Yeah, that's closer to what I'm looking for. I tried the -depth option earlier, and it is still a bit off. Looks like doing a IDFS search is the best I'll get with find. Some of the other suggestions on there look promising as well.

Time to have fun with recursive functions!

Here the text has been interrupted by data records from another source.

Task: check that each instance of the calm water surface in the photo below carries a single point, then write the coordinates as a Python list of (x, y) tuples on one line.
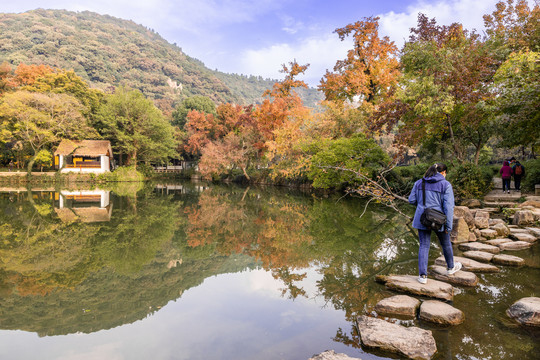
[(195, 271)]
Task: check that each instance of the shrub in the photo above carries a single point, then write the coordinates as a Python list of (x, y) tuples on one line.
[(532, 174), (470, 181)]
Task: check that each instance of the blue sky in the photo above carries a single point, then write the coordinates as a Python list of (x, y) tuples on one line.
[(257, 36)]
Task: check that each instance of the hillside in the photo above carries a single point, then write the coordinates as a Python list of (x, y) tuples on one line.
[(107, 51)]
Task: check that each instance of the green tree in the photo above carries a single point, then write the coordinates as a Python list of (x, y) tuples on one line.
[(446, 94), (200, 103), (42, 120), (136, 127), (335, 162)]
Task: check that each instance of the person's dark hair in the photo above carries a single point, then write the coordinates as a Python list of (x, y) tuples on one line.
[(434, 169)]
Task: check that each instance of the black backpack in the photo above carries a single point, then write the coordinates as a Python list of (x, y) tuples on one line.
[(432, 219)]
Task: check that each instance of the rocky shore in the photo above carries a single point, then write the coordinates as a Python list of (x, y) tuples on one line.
[(484, 240)]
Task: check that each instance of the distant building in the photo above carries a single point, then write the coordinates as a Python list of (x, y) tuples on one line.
[(86, 156)]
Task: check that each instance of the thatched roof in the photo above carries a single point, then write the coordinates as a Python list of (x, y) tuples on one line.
[(84, 147)]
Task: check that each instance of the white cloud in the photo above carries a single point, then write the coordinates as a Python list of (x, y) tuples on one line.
[(469, 13), (320, 52)]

This looks like a good solution. Only problem is it breaks compatibility with Bash.

This is what ended up working in the end:

contents="$( find {DialogueSystem,Messenger} \
! -name . -type d -print -exec sh -c \
'find "$1" -maxdepth 1 ! -type d' {} {} \; )"
1 Like

Finding the answer by posting on this forum and reading other people's problems: 6 days.

Reading the man page: -maxdepth is at the beginning of the man page, that would take you about 10-20 minutes to read.

Conclusion: read the manual, it will save you time.

I didn't think about chaining find calls together.